Necessity of B71 for hyper-retraction. A, A single cycle of a motor program induced by CBI-4 stimulation. CBI-4 is not shown. B, Another cycle of a program elicited by CBI-4, and hyperpolarization of B71 (bar, −9 nA) prevents expression of hyper-retraction (n = 6).

Figure 10.

B71 stimulation in motor programs elicited by CBI-4 does not recruit continued firing of B51 or B64. A1, B1, A single cycle of a motor program elicited by CBI-4 without hyper-retraction.

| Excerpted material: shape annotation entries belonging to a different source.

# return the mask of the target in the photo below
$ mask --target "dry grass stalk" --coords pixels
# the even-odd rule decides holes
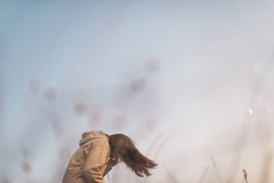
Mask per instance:
[[[244,173],[244,180],[245,180],[245,183],[248,183],[248,182],[247,182],[247,171],[245,171],[245,169],[242,169],[242,173]]]
[[[217,164],[216,164],[215,160],[213,158],[213,156],[211,156],[211,160],[212,161],[213,165],[215,168],[216,171],[217,172],[218,178],[220,180],[220,182],[223,183],[223,179],[222,177],[221,176],[220,171],[218,169]]]
[[[170,177],[171,180],[171,182],[173,182],[173,183],[177,183],[177,182],[179,182],[177,180],[175,176],[173,175],[173,173],[172,173],[172,172],[170,171],[166,168],[166,167],[164,166],[164,164],[163,164],[163,167],[164,167],[164,169],[166,170],[166,171],[169,173],[169,177]]]
[[[206,168],[206,169],[203,171],[203,175],[201,175],[201,177],[200,181],[199,181],[199,183],[201,183],[201,182],[203,181],[203,177],[205,176],[206,173],[208,171],[209,167],[210,167],[210,166],[208,166]]]

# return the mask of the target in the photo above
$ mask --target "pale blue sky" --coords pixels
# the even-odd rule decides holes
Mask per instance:
[[[53,149],[48,158],[56,158],[58,145],[50,145],[54,143],[50,127],[32,123],[42,119],[39,111],[50,108],[54,112],[64,107],[60,101],[70,103],[67,100],[73,91],[86,88],[92,100],[103,106],[107,121],[124,110],[113,104],[116,93],[140,77],[146,78],[146,90],[132,99],[127,112],[132,127],[123,132],[132,133],[138,127],[134,122],[154,117],[158,121],[155,134],[185,129],[186,145],[199,145],[203,135],[213,138],[223,133],[228,117],[240,121],[247,110],[249,73],[260,76],[271,66],[273,5],[271,1],[1,1],[1,143],[5,153],[12,154],[8,158],[18,157],[9,169],[23,177],[14,165],[22,158],[14,151],[38,134],[42,137],[36,141]],[[151,57],[160,63],[155,73],[144,68]],[[273,88],[273,77],[266,78],[267,88]],[[29,91],[34,79],[41,85],[36,95]],[[52,105],[42,98],[49,86],[60,96]],[[64,111],[66,120],[85,121],[71,114],[69,109]],[[108,128],[108,123],[100,127],[119,132]],[[201,133],[208,126],[216,130]],[[75,127],[71,134],[78,138],[85,125]],[[150,141],[139,141],[146,149]],[[204,148],[208,152],[211,147],[206,145],[211,143],[208,140],[205,147],[197,145],[193,151]],[[37,162],[33,166],[50,169],[50,164],[41,165],[45,161],[39,157],[45,152],[40,148],[32,149]],[[169,153],[182,150],[176,148]],[[188,171],[178,178],[194,181]],[[41,172],[34,171],[32,176],[47,177]]]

A2, B2, Activation of B71 (bars) induces strong firing in B8 reminiscent of B8 firing in hyper-retraction, and neither B51 (A2; n = 3) nor B64 (B2; n = 4) is recruited to fire continuously, save for a brief period of initial activity. A3, B3, Coactivation (bars) of B51 (A3) or B64 (B3) with B71 does enhance B8 activity. All DC currents applied were 8 nA.

Figure 11.

B51 stimulation recruits B71 in motor programs. A, A single cycle of a motor program elicited by stimulation of CBI-2. B, Activation of B51 (bar, 14 nA) toward the later part of retraction induces hyper-retraction-like activity that is accompanied by strong firing in B71 (n = 7) and B8. C, Simultaneous activation of B51 (bar, 16 nA) and hyperpolarization of B71 (bar, −8 nA) result in weaker firing in B8 (n = 4) compared to that in B.

Figure 12.

B70 suppresses B8 activity during hyper-retraction. A, A single cycle of a motor program elicited by CBI-4. B70 is active during the later part of retraction and hyper-retraction. B, B70 hyperpolarization (bar, −6 nA) leads to higher-frequency firing in B8 during the later part of retraction and hyper-retraction (n = 5). BN2, Buccal nerve 2.

Figure 13.

A simplified diagram of the feeding microcircuit with an emphasis on the functional connectivity that is responsible for generating hyper-retraction as well as B8 activity during hyper-retraction. Cells shown in expanded ovals illustrate their activity throughout retraction, including hyper-retraction (B64), or during the later part of retraction and hyper-retraction (B70). Although B8 can also be active during protraction and retraction, B8 is shown only in hyper-retraction because this is the focus of the present work. B4/5 is active during the earlier part of retraction. Mutual inhibition between protraction (P) interneurons (e.g., B63, B65, B34) and retraction (R) interneurons (B64, B71) enables the generation of antagonist protraction versus retraction/hyper-retraction phases. The B51 neuron, receiving proprioceptive inputs from the feeding motor apparatus, i.e., the buccal mass, during feeding, plays a major role in exciting interneurons B71 and B64, and therefore the generation of hyper-retraction. B71, in turn, provides strong excitation to B8. B64 also provides excitation to B70, which inhibits B8. Thus, B8 activity is controlled by both excitatory and inhibitory interneurons. B51 and the three interneurons B71, B64, and B70 may also receive inputs from CBI-4, which is activated by food stimulus originating from the head and, when active, can in turn evoke motor programs with hyper-retraction. Different synaptic strengths are illustrated with various sizes of line thickness. Not all connections are shown, for clarity. For example, the inhibitions of all retraction neurons by B4/5 are omitted (but see Fig. 4B). Arrows, Chemical or electrical excitation; closed circles, inhibition.